Future urban transportation system concepts include a mixture of both autonomous and human-driven vehicles. We anticipate driverless cars on roads as well as delivery drones [choudhury2020efficient] and urban air mobility (UAM) systems with vertical take-off and landing capabilities [holden2016]. These advances add complexity to our transportation systems (Figure 1a), making decision making for autonomous vehicles operating in such dynamic systems even more challenging.

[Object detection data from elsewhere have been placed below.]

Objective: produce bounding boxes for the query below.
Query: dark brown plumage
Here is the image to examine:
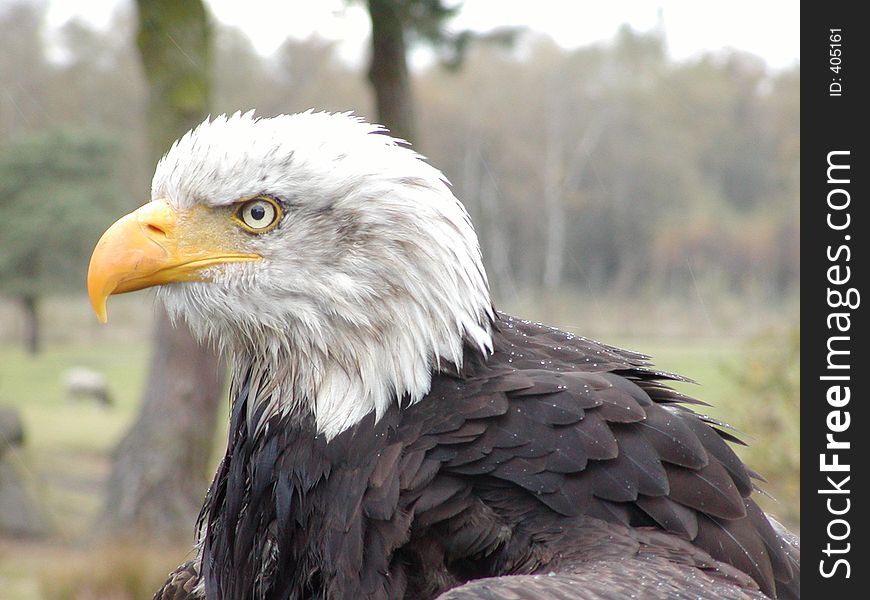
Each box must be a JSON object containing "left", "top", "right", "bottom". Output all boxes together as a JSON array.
[{"left": 156, "top": 315, "right": 800, "bottom": 600}]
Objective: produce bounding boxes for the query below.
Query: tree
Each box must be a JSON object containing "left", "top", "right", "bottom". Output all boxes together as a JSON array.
[
  {"left": 104, "top": 0, "right": 223, "bottom": 537},
  {"left": 0, "top": 129, "right": 121, "bottom": 354},
  {"left": 368, "top": 0, "right": 516, "bottom": 142}
]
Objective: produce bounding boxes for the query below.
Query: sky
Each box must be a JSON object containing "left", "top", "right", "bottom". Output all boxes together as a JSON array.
[{"left": 42, "top": 0, "right": 800, "bottom": 68}]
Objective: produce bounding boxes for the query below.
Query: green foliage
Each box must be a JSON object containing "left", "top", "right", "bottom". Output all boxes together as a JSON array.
[
  {"left": 0, "top": 129, "right": 127, "bottom": 296},
  {"left": 733, "top": 325, "right": 801, "bottom": 528}
]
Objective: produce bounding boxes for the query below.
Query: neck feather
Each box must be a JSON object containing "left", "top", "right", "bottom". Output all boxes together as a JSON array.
[{"left": 229, "top": 305, "right": 493, "bottom": 439}]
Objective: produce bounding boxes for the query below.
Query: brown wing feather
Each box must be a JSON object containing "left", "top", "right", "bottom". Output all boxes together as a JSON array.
[{"left": 397, "top": 315, "right": 799, "bottom": 599}]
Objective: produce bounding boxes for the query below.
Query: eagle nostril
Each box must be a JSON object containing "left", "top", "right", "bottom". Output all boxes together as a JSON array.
[{"left": 145, "top": 223, "right": 166, "bottom": 237}]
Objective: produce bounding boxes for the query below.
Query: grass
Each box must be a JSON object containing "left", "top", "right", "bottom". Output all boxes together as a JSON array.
[{"left": 0, "top": 328, "right": 799, "bottom": 600}]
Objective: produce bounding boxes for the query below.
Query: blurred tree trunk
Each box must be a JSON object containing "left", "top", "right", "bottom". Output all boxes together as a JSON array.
[
  {"left": 21, "top": 294, "right": 41, "bottom": 354},
  {"left": 368, "top": 0, "right": 416, "bottom": 142},
  {"left": 104, "top": 0, "right": 223, "bottom": 538}
]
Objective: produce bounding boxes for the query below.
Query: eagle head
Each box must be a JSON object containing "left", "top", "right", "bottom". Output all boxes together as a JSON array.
[{"left": 88, "top": 111, "right": 493, "bottom": 436}]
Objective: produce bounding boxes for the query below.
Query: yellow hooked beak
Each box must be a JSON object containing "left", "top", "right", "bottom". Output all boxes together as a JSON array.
[{"left": 88, "top": 200, "right": 261, "bottom": 323}]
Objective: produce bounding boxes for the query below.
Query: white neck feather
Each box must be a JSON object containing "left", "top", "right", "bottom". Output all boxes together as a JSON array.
[{"left": 158, "top": 113, "right": 494, "bottom": 438}]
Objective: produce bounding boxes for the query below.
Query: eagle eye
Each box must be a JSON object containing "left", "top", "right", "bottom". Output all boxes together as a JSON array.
[{"left": 236, "top": 196, "right": 281, "bottom": 233}]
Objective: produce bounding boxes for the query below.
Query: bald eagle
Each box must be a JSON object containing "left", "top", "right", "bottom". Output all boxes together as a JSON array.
[{"left": 88, "top": 112, "right": 800, "bottom": 600}]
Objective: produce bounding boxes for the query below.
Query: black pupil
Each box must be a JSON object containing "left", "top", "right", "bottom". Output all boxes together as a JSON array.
[{"left": 251, "top": 204, "right": 266, "bottom": 221}]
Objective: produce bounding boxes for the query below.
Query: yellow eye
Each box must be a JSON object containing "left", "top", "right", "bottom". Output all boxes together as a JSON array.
[{"left": 236, "top": 197, "right": 281, "bottom": 233}]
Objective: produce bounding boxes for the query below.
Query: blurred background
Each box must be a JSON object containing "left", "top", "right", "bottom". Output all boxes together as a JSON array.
[{"left": 0, "top": 0, "right": 800, "bottom": 600}]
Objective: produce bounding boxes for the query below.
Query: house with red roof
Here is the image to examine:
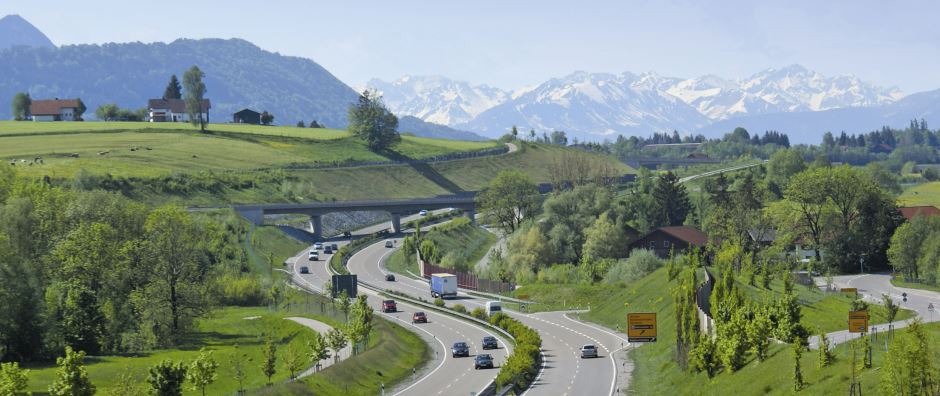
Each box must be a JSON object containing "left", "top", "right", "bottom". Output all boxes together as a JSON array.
[
  {"left": 29, "top": 98, "right": 85, "bottom": 121},
  {"left": 630, "top": 226, "right": 708, "bottom": 258}
]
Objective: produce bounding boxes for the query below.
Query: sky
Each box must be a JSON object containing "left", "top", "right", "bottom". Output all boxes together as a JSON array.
[{"left": 0, "top": 0, "right": 940, "bottom": 93}]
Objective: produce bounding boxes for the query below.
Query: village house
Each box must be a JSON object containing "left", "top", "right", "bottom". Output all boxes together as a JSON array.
[
  {"left": 232, "top": 109, "right": 261, "bottom": 125},
  {"left": 29, "top": 98, "right": 84, "bottom": 121},
  {"left": 630, "top": 226, "right": 708, "bottom": 258},
  {"left": 147, "top": 99, "right": 212, "bottom": 123}
]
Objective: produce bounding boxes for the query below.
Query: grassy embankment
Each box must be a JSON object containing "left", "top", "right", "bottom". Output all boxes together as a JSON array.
[
  {"left": 385, "top": 218, "right": 496, "bottom": 274},
  {"left": 556, "top": 269, "right": 920, "bottom": 395}
]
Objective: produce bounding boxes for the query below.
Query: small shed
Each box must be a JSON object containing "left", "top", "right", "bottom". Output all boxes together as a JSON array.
[{"left": 232, "top": 109, "right": 261, "bottom": 125}]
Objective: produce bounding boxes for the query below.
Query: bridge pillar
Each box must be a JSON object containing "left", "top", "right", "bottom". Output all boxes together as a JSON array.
[
  {"left": 463, "top": 209, "right": 477, "bottom": 224},
  {"left": 307, "top": 215, "right": 323, "bottom": 239},
  {"left": 392, "top": 213, "right": 401, "bottom": 234}
]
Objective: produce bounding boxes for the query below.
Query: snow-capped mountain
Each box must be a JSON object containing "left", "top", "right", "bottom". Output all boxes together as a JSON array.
[
  {"left": 666, "top": 65, "right": 904, "bottom": 120},
  {"left": 366, "top": 76, "right": 509, "bottom": 125},
  {"left": 457, "top": 72, "right": 709, "bottom": 140}
]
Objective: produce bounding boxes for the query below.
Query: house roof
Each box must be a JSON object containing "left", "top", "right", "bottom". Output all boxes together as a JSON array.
[
  {"left": 29, "top": 99, "right": 78, "bottom": 115},
  {"left": 647, "top": 226, "right": 708, "bottom": 247},
  {"left": 235, "top": 109, "right": 261, "bottom": 115},
  {"left": 898, "top": 206, "right": 940, "bottom": 220},
  {"left": 147, "top": 99, "right": 212, "bottom": 113}
]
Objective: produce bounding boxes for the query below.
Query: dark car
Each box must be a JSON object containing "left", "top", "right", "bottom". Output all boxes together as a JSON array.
[
  {"left": 483, "top": 336, "right": 499, "bottom": 349},
  {"left": 473, "top": 353, "right": 493, "bottom": 370},
  {"left": 581, "top": 344, "right": 597, "bottom": 359},
  {"left": 451, "top": 341, "right": 470, "bottom": 357},
  {"left": 411, "top": 311, "right": 428, "bottom": 323}
]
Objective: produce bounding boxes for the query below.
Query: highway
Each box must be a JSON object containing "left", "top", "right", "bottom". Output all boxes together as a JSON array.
[
  {"left": 347, "top": 240, "right": 627, "bottom": 396},
  {"left": 289, "top": 212, "right": 511, "bottom": 395}
]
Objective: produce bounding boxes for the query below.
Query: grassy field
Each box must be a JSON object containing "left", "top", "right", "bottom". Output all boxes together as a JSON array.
[
  {"left": 576, "top": 269, "right": 928, "bottom": 395},
  {"left": 29, "top": 307, "right": 328, "bottom": 394},
  {"left": 0, "top": 122, "right": 498, "bottom": 177},
  {"left": 898, "top": 182, "right": 940, "bottom": 207}
]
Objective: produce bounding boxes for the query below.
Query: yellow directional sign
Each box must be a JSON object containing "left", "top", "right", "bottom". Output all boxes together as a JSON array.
[
  {"left": 627, "top": 312, "right": 656, "bottom": 342},
  {"left": 849, "top": 311, "right": 868, "bottom": 333}
]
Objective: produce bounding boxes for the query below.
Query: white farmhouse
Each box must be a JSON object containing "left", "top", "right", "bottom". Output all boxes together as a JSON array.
[{"left": 147, "top": 99, "right": 212, "bottom": 123}]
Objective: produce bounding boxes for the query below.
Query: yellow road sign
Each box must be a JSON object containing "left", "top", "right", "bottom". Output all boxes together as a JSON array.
[
  {"left": 849, "top": 311, "right": 868, "bottom": 333},
  {"left": 627, "top": 312, "right": 656, "bottom": 342}
]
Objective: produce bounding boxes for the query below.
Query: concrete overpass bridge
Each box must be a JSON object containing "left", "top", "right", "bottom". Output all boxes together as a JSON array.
[{"left": 234, "top": 193, "right": 476, "bottom": 239}]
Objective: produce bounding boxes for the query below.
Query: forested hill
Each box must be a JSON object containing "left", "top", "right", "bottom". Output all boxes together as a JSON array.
[{"left": 0, "top": 39, "right": 357, "bottom": 128}]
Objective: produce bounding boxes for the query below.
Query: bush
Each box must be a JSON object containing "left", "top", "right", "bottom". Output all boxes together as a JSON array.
[{"left": 604, "top": 249, "right": 664, "bottom": 283}]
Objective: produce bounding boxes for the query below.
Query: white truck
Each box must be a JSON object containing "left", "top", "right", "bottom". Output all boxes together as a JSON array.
[{"left": 428, "top": 274, "right": 457, "bottom": 298}]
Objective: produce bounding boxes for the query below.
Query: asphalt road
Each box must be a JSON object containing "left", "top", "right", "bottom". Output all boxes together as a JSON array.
[
  {"left": 347, "top": 235, "right": 627, "bottom": 396},
  {"left": 808, "top": 274, "right": 940, "bottom": 348}
]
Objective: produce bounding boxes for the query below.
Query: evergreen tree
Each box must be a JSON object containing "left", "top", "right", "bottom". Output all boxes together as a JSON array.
[
  {"left": 163, "top": 74, "right": 183, "bottom": 100},
  {"left": 49, "top": 346, "right": 96, "bottom": 396},
  {"left": 147, "top": 359, "right": 186, "bottom": 396}
]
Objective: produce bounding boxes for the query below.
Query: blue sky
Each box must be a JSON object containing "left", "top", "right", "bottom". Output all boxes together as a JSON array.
[{"left": 0, "top": 0, "right": 940, "bottom": 93}]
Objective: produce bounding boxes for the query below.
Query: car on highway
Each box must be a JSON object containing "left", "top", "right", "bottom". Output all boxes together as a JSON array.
[
  {"left": 473, "top": 353, "right": 493, "bottom": 370},
  {"left": 581, "top": 344, "right": 597, "bottom": 359},
  {"left": 450, "top": 341, "right": 470, "bottom": 357},
  {"left": 483, "top": 336, "right": 499, "bottom": 349},
  {"left": 411, "top": 311, "right": 428, "bottom": 323}
]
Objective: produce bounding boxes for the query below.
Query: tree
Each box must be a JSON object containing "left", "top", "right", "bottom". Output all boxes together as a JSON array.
[
  {"left": 183, "top": 65, "right": 209, "bottom": 132},
  {"left": 147, "top": 359, "right": 186, "bottom": 396},
  {"left": 12, "top": 92, "right": 33, "bottom": 121},
  {"left": 747, "top": 311, "right": 773, "bottom": 362},
  {"left": 261, "top": 110, "right": 274, "bottom": 125},
  {"left": 144, "top": 206, "right": 208, "bottom": 344},
  {"left": 307, "top": 331, "right": 330, "bottom": 371},
  {"left": 477, "top": 170, "right": 539, "bottom": 234},
  {"left": 284, "top": 344, "right": 304, "bottom": 379},
  {"left": 819, "top": 331, "right": 836, "bottom": 367},
  {"left": 0, "top": 362, "right": 29, "bottom": 396},
  {"left": 261, "top": 338, "right": 277, "bottom": 385},
  {"left": 651, "top": 171, "right": 692, "bottom": 226},
  {"left": 95, "top": 103, "right": 120, "bottom": 121},
  {"left": 49, "top": 346, "right": 96, "bottom": 396},
  {"left": 583, "top": 212, "right": 626, "bottom": 259},
  {"left": 186, "top": 348, "right": 219, "bottom": 396},
  {"left": 326, "top": 329, "right": 347, "bottom": 363},
  {"left": 163, "top": 74, "right": 183, "bottom": 100},
  {"left": 348, "top": 90, "right": 401, "bottom": 151},
  {"left": 229, "top": 344, "right": 251, "bottom": 394},
  {"left": 792, "top": 340, "right": 805, "bottom": 392}
]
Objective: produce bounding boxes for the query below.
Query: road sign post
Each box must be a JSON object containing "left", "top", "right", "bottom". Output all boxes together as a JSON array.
[
  {"left": 849, "top": 311, "right": 868, "bottom": 333},
  {"left": 627, "top": 312, "right": 656, "bottom": 342}
]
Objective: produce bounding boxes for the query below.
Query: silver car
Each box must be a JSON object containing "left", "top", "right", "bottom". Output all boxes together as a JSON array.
[{"left": 581, "top": 344, "right": 597, "bottom": 359}]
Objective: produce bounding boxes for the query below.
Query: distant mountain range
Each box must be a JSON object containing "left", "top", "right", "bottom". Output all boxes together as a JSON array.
[
  {"left": 0, "top": 16, "right": 483, "bottom": 140},
  {"left": 0, "top": 15, "right": 55, "bottom": 50},
  {"left": 369, "top": 65, "right": 940, "bottom": 143}
]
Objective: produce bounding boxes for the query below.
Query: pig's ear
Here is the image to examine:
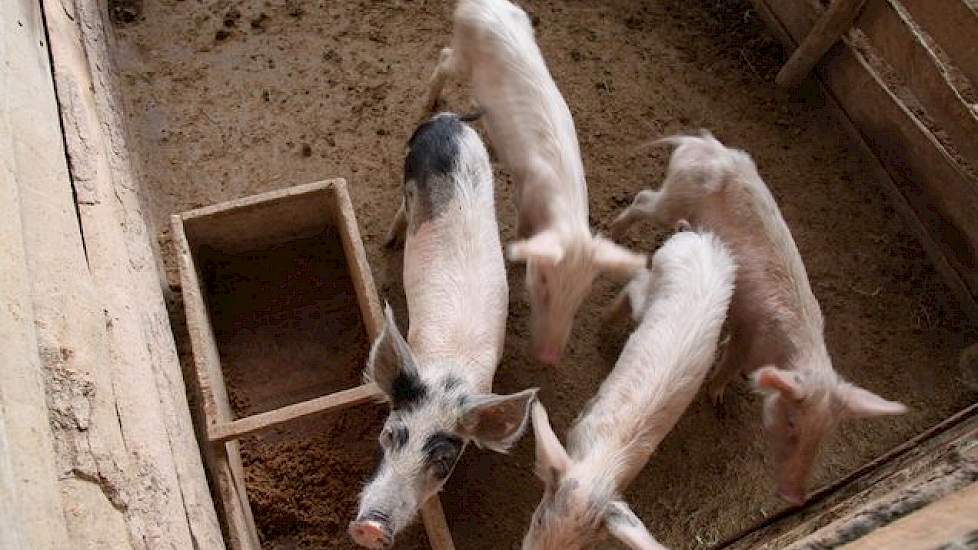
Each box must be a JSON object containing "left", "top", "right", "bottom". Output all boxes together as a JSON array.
[
  {"left": 460, "top": 388, "right": 538, "bottom": 453},
  {"left": 364, "top": 304, "right": 426, "bottom": 409},
  {"left": 835, "top": 382, "right": 908, "bottom": 418},
  {"left": 604, "top": 500, "right": 665, "bottom": 550},
  {"left": 751, "top": 365, "right": 805, "bottom": 400},
  {"left": 533, "top": 401, "right": 570, "bottom": 487},
  {"left": 506, "top": 230, "right": 564, "bottom": 264},
  {"left": 591, "top": 236, "right": 646, "bottom": 278}
]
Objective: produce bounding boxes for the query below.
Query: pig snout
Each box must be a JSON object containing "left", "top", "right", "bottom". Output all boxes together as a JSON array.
[{"left": 349, "top": 511, "right": 394, "bottom": 550}]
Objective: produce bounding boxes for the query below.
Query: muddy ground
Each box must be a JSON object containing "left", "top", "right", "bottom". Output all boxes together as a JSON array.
[{"left": 112, "top": 0, "right": 978, "bottom": 550}]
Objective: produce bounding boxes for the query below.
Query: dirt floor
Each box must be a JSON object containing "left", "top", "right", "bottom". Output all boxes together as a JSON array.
[{"left": 110, "top": 0, "right": 978, "bottom": 550}]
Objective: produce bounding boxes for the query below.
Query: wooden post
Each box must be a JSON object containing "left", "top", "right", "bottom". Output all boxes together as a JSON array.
[{"left": 775, "top": 0, "right": 865, "bottom": 90}]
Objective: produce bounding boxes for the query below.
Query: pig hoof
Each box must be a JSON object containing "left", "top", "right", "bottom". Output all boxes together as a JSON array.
[{"left": 349, "top": 521, "right": 391, "bottom": 550}]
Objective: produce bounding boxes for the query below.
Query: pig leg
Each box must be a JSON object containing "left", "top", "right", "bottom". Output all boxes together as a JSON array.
[
  {"left": 422, "top": 48, "right": 459, "bottom": 118},
  {"left": 602, "top": 282, "right": 632, "bottom": 322},
  {"left": 384, "top": 199, "right": 407, "bottom": 249},
  {"left": 707, "top": 332, "right": 751, "bottom": 406},
  {"left": 611, "top": 189, "right": 668, "bottom": 239}
]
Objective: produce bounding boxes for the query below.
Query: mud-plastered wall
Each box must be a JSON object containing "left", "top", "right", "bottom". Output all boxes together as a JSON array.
[{"left": 0, "top": 0, "right": 223, "bottom": 549}]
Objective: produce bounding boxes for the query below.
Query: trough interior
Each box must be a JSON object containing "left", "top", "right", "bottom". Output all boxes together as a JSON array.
[
  {"left": 114, "top": 0, "right": 978, "bottom": 550},
  {"left": 185, "top": 196, "right": 420, "bottom": 548}
]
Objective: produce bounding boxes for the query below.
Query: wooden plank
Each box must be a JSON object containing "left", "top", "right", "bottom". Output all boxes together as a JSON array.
[
  {"left": 856, "top": 0, "right": 978, "bottom": 168},
  {"left": 775, "top": 0, "right": 865, "bottom": 89},
  {"left": 754, "top": 0, "right": 978, "bottom": 319},
  {"left": 333, "top": 180, "right": 384, "bottom": 342},
  {"left": 170, "top": 215, "right": 261, "bottom": 550},
  {"left": 842, "top": 482, "right": 978, "bottom": 550},
  {"left": 0, "top": 1, "right": 69, "bottom": 549},
  {"left": 716, "top": 404, "right": 978, "bottom": 550},
  {"left": 207, "top": 384, "right": 383, "bottom": 442},
  {"left": 421, "top": 495, "right": 455, "bottom": 550},
  {"left": 899, "top": 0, "right": 978, "bottom": 88}
]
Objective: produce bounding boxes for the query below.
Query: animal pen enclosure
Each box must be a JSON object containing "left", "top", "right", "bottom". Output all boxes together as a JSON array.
[{"left": 0, "top": 0, "right": 978, "bottom": 549}]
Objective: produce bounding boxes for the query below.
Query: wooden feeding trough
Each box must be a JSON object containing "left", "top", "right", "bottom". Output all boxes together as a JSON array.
[{"left": 171, "top": 179, "right": 452, "bottom": 550}]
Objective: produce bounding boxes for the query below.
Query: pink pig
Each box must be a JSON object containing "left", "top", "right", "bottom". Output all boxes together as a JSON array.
[{"left": 612, "top": 131, "right": 907, "bottom": 504}]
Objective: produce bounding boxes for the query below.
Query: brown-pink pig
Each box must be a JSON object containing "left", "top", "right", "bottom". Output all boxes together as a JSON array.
[{"left": 611, "top": 131, "right": 907, "bottom": 504}]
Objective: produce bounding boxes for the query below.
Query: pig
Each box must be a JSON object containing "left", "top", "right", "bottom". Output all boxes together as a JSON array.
[
  {"left": 611, "top": 131, "right": 907, "bottom": 505},
  {"left": 426, "top": 0, "right": 646, "bottom": 364},
  {"left": 523, "top": 231, "right": 736, "bottom": 550},
  {"left": 349, "top": 113, "right": 536, "bottom": 548}
]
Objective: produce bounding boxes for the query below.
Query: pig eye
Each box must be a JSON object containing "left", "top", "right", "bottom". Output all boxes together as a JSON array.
[
  {"left": 380, "top": 424, "right": 408, "bottom": 451},
  {"left": 424, "top": 433, "right": 462, "bottom": 480}
]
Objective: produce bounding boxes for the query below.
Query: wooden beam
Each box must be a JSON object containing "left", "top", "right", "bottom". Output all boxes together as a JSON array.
[
  {"left": 753, "top": 0, "right": 978, "bottom": 314},
  {"left": 855, "top": 0, "right": 978, "bottom": 172},
  {"left": 333, "top": 180, "right": 384, "bottom": 342},
  {"left": 207, "top": 384, "right": 383, "bottom": 443},
  {"left": 842, "top": 482, "right": 978, "bottom": 550},
  {"left": 775, "top": 0, "right": 865, "bottom": 89},
  {"left": 899, "top": 0, "right": 978, "bottom": 88},
  {"left": 715, "top": 404, "right": 978, "bottom": 550}
]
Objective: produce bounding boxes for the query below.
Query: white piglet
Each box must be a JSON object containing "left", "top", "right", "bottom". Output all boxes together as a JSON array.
[
  {"left": 612, "top": 132, "right": 907, "bottom": 504},
  {"left": 349, "top": 113, "right": 536, "bottom": 548},
  {"left": 523, "top": 231, "right": 736, "bottom": 550},
  {"left": 427, "top": 0, "right": 645, "bottom": 364}
]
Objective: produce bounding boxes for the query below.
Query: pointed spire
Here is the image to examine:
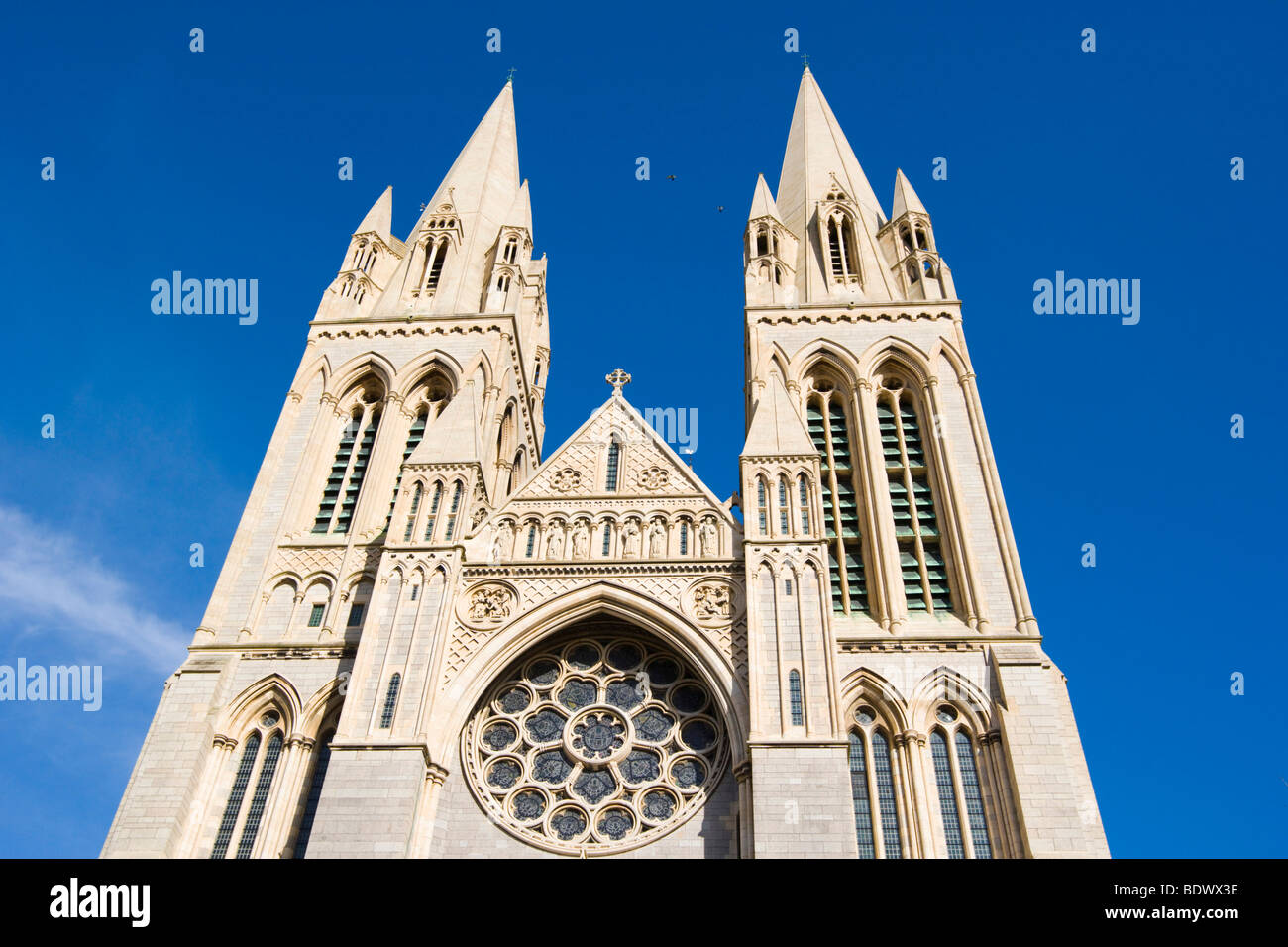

Safe and efficient transportation in a congested environment requires accurately modeling the flow of traffic in 3D space at both the macroscopic and microscopic levels. At the macroscopic level, the velocity maps estimate the average behavior of vehicles at different locations in the system, as opposed to estimating the current behavior of surrounding targets (Figure 1b). We may have large amounts of data to build such models, and we want to be able to build them efficiently. At the microscopic level, we want to model the surroundings of an individual vehicle from a continuous stream of data to allow it to maneuver safely (Figure 1c). These velocity maps estimate the behavior of vehicles surrounding ego vehicle at the current point in time. We often only have to learn models from very little data.
To provide robust control of these vehicles, it is important to capture the uncertainty associated with our velocity maps. For every point in the 3D space, for example, it would be helpful to quantify both the mean and variance of the various velocity components. While Bayesian nonparametric methods such as Gaussian process-based models[rasmussen2003gaussian] can provide uncertainty estimates, they (as well as many of their approximations [senanayake2017learning]) are generally not suitable for building large-scale macroscopic models because their computational complexity grows too quickly with the number of data points [rasmussen2003gaussian, o2012gaussian].
This paper applies an approach that has many of the desirable attributes of a Gaussian process-based model, but it is faster and more memory efficient. We adopt an approach that involves projecting the spatial coordinates into a high-dimensional, yet interpretable, feature space to capture information local to a given area. Bayesian linear regression is used to learn the parameters of the model. We can then query arbitrary points in the 3D space to obtain smooth estimates of the mean and variance of the velocity components. The model can be efficiently updated online, making it amenable to changes in the environment. A theoretical analysis shows that this model is robust against input noise. We demonstrate our approach on simulated and real-world datasets.
Ii Related Work
Many robotics applications involve building maps of the environment. Occupancy maps is the most common representation. Occupancy maps alone can only be used to navigate through an environment when surrounding obstacles are stationary. However, in real urban environments an autonomous vehicle must be able to safely navigate around both stationary obstacles and moving vehicles. Developing velocity maps are therefore crucial for planning algorithms to plan safe trajectories for autonomous vehicles operating in urban environments.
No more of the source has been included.